Shared Resource Spotlight: Gene Expression + Genotyping Core Facility
When a team of researchers at the Case Comprehensive Cancer Center wanted to study the link between genetic variants and the risk of developing colon cancer, they relied on the expertise of the Gene Expression + Genotyping Facility (GEGF) and its director, Marty Veigl, PhD, Associate Professor of General Medical Sciences (Oncology).

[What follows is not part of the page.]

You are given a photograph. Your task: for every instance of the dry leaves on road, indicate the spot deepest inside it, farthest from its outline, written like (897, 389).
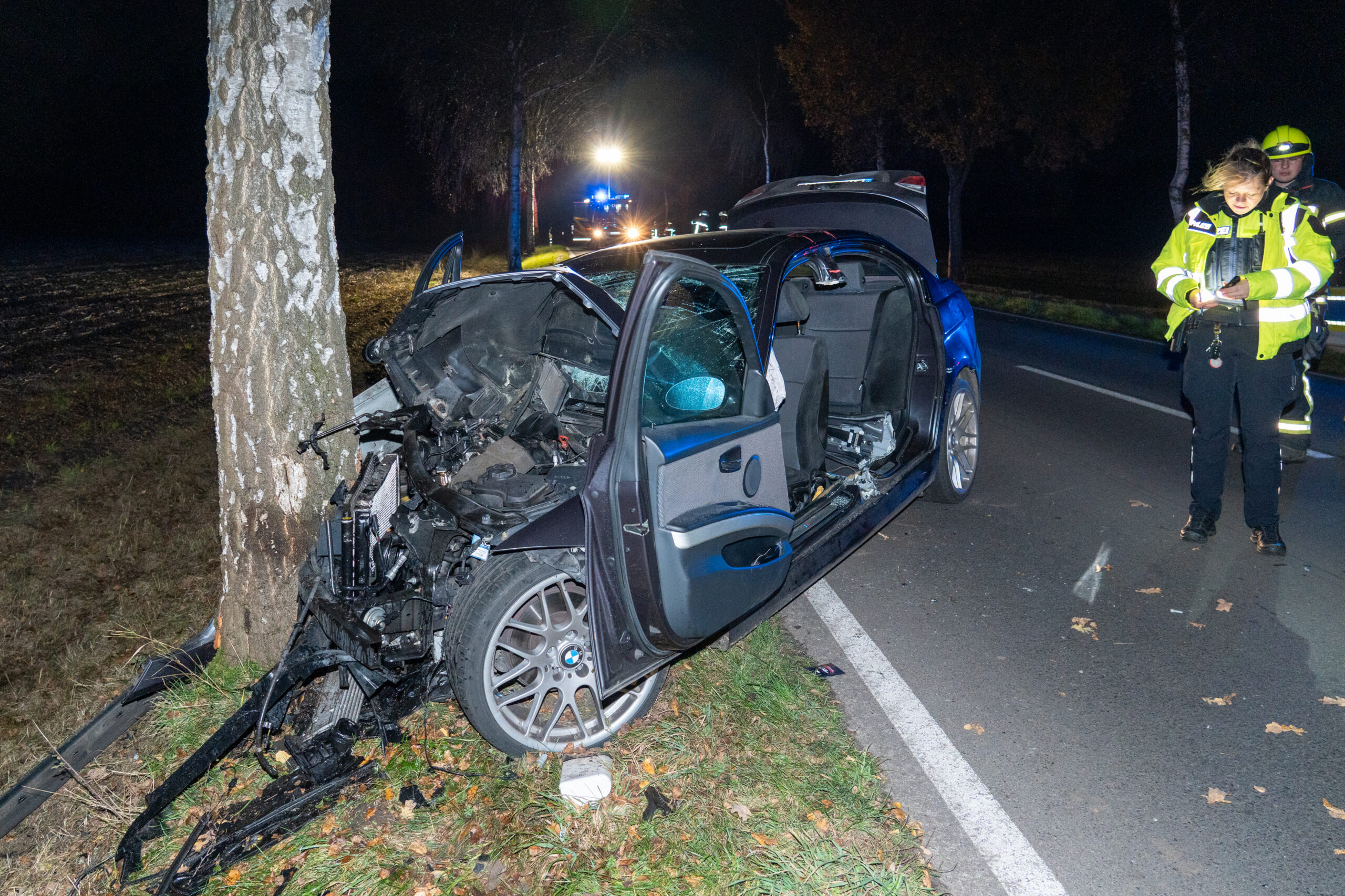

Recent studies identified 15-Hydroxyprostaglandin dehydrogenase (15-PGDH) as a novel colon cancer suppressor, which means that loss of the gene function could result in an increased risk of colon cancer. A team of researchers led by Li Li, MD, PhD, Associate Director for Prevention Research at the Case CCC and Professor of Family Medicine at the CWRU SOM, hoped to build upon these findings to determine whether 15-PGDH is a colon cancer susceptibility gene, and if it plays a role in colon cancer carcinogenesis in the general population.
Researchers Dr. Li and Sandy Markowitz, MD, PhD, Co-Leader of the Case CCC Cancer Genetics Program and Markowitz-Ingalls Professor of Cancer Genetics at the CWRU SOM, partnered with the GEGF to design a three-stage study where they identified a genetic variant, then tested it in a validation population. In this study, the GEGF played a critical scientific role in designing the genetic study, identifying single nucleotide polymorphisms, and completing all of the genetic analyses. Specifically, the GEGF performed TaqMan assays to genotype PGDH for 102 SNPs in colon cancer cases and controls.
Steve Fink, PhD, Instructor in the Division of Hematology/Oncology at the CWRU SOM, working with Dr. Markowitz, assessed changes in expression of the PGDH gene in a subset of the colon cancer patients that were genotyped by the GEGF. Review of the genotyping data by Cheryl Thompson, PhD, Assistant Professor in the CWRU SOM Department of Family Medicine, and Robert Elston, PhD, Professor of Epidemiology & Biostatistics at CWRU, identified an allele associated with increased risk of colon cancer. This data further suggested that carriers of this risk allele exhibit decreased expression of 15-PGDH in the colon.
In addition to the important findings of this study, two additional projects stemmed from this research. Dr. Li used these findings as preliminary data to obtain a four-year U01 from the National Cancer Institute to search for more biomarkers, and to determine whether additional genetic polymorphisms in the 15-PGDH pathway are linked to susceptibility to early colon neoplasia. Dr. Veigl and the GEGF staff will again lead the genotyping and the expression analyses for this project.
Study co-authors Drs. Markowitz and Fink have also extended this observation and partnered with researchers at Harvard University to examine material from two long-term studies involving nearly 128,000 participants. This work discovered that aspirin can reduce colorectal cancer risks for those with high levels of 15-PGDH. The findings were reported in a high profile publication and received a great deal of media attention.
Citation: Thompson CL, Fink SP, Lutterbaugh JD, Elston RC, Veigl ML, Markowitz, SD and Li L. (2013) Genetic Variation in 15-Hydroxyprostaglandin Dehydrogenase and Colon Cancer Susceptibility. PLoS ONE 8(5): e64122.doi:10.1371/journal.pone.0064122.